Награждение Гумилева Георгиевским крестом 4-й степени в числе шестидесяти пяти нижних чинов полка «за дело 20 ноября 1914» было высочайше утверждено приказом № 286 от 28 апреля 1915 года. Но крест ему был вручен еще в конце декабря 1914-го (приказом по корпусу от 24 декабря). 13 января он был произведен в ефрейторы (что автоматически предполагало награждение Георгиевским крестом), а всего через два дня — в младшие унтер-офицеры.
Орден Святого Георгия — почетнейший из боевых орденов старой России, восстановленный в постсоветское время, был учрежден 26 февраля 1769 года — в год рождения Наполеона. По тогдашним российским представлениям, к ордену как корпорации мог принадлежать лишь дворянин — офицер или статский чиновник; соответственно, лишь он мог быть орденом награжден. Купцы получали медали. Статус Святого Георгия был чисто военным, и орденом этим награждали исключительно офицеров, причем с 1805 года — не по выслуге, а лишь за боевые подвиги.
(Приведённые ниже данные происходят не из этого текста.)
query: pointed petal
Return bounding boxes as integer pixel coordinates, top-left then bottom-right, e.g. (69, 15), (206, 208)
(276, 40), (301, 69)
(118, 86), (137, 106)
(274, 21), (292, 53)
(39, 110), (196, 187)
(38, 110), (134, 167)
Солдатские Георгиевские кресты (знаки ордена Святого Георгия) не означали принадлежности к орденскому сообществу, но давали награжденному определенные вполне земные права, прежде всего освобождение от телесных наказаний и повышенное (при многократном награждении — двойное) жалованье. Первые награждения солдат Георгиевским крестом относятся еще к 1769 году, но официально он был учрежден только в 1807-м. Первоначально существовал крест лишь одной степени, но позднее было учреждено четыре степени этой награды — так же, как и собственно ордена Святого Георгия, причем, по статуту 1913 года, нельзя было сразу получить Георгиевский крест высшей степени в обход низшей. Всего к 1917 году выдано было около миллиона крестов 4-й степени. Именно такой крест получил в апреле 1915-го Гумилев. В отличие от офицерского, солдатский Георгий был не из белого, а из желтого металла, но носился на такой же черно-желтой ленте. Мотив черного и золотого, черного и огненного бога возвращается с неожиданной стороны.
Мандельштам рассказывал Лукницкому:
Николай Степанович говорил о «физической храбрости». Он говорил о том, что иногда очень храбрые люди по характеру, по душевному складу бывают лишены физической храбрости… Например, во время разведки валится из седла человек заведомо благородный, который до конца пройдет и все что нужно сделает, но все-таки будет бледнеть, будет трястись, чуть не падать с седла. Я думаю, он был наделен физической храбростью. Но, может быть, это было не до конца, может быть — это темное место, потому что слишком горячо он говорил об этом.
Не случайно Гумилев об этом говорил именно Мандельштаму, которого он называл (по свидетельству Одоевцевой) «легкомысленнейшим трусом». Это происходило в 1920 году, когда отношения двух поэтов на краткое время усложнились и они не прочь были посоревноваться в невинной язвительности на счет друг друга. Лозинский в это же время звал Мандельштама «кроликобарсом».